La Commissione dovrebbe proporre la sua raccomandazione prima della fine dell’anno e a quel punto si saprà se deciderà di ‘rottamare’ la disposizione, di aggiungere nuove condizioni a salvaguardia dei dati dei cittadini europei o se manterrà lo status quo. Difficilmente, tuttavia, dicono fonti vicine all’esecutivo, si sceglierà questa terza via. Anche perchè la Ue deve ‘rimediare’ ai passi falsi già compiuti nel corso della revisione della direttiva sulla protezione dei dati, sulla quale si è scatenata una forte azione di pressione delle web company Usa che ha portato a eliminare una clausola – ribattezzata anti-FISA – che avrebbe limitato la capacità dell’intelligence statunitense di spiare i cittadini europei (leggi articolo Key4biz).

 

Nel dibattito è intervenuta nei giorni scorsi anche Angela Merkel, per sottolineare la necessità di un rigoroso accordo sulla protezione dei dati a livello europeo, che obblighi le web company a rivelare quali dati personali hanno archiviato nei loro server e a chi li rendono disponibili (Leggi articolo key4biz).

 

La Reding, dal canto suo, ha più volte sottolineato che non c’è più spazio per asimmetrie regolamentari tra la Ue e gli Usa e che in Europa la privacy è un diritto fondamentale, chiaramente sancito dalla Carta dei diritti fondamentali, affermando con chiarezza che le compagnie che vogliono sfruttare il mercato europeo, devono rispettare le norme europee.

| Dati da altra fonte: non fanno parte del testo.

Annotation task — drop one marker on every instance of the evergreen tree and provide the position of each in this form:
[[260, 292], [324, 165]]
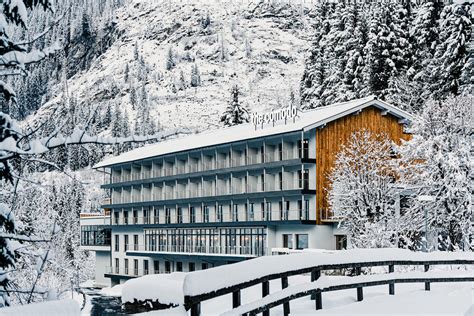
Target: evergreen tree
[[315, 72], [235, 113], [438, 162], [452, 52], [170, 60], [195, 76], [182, 82], [126, 73]]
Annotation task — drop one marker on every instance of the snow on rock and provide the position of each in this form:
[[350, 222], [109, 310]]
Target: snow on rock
[[167, 288], [112, 291], [52, 308]]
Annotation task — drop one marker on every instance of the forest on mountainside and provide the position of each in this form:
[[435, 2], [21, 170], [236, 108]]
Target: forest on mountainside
[[401, 52]]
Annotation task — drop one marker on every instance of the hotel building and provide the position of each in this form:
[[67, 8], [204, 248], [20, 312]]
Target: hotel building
[[232, 194]]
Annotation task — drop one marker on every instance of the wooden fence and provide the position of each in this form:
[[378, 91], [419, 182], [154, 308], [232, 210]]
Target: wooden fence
[[193, 303]]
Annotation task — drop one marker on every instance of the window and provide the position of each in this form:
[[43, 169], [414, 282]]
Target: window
[[303, 179], [288, 241], [156, 216], [135, 216], [205, 214], [145, 266], [125, 217], [301, 241], [268, 215], [116, 243], [167, 215], [146, 219], [235, 213], [135, 242], [341, 242], [220, 213], [125, 242], [250, 212], [303, 148], [192, 214], [135, 266]]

Per il Commissario è pertanto essenziale i accelerare i tempi di approvazione della riforma soprattutto alla luce delle recenti rivelazioni sulle attività di monitoraggio da parte degli Usa che sono state “un campanello d’allarme per tutti coloro che hanno cercato di bloccare o annacquare le regole della Ue sulla protezione dei dati e che recentemente hanno iniziato a manifestare il loro sostegno sottolineando, finalmente, quanto siano importanti standard solidi per gli europei. È ora che alle parole seguano i fatti”.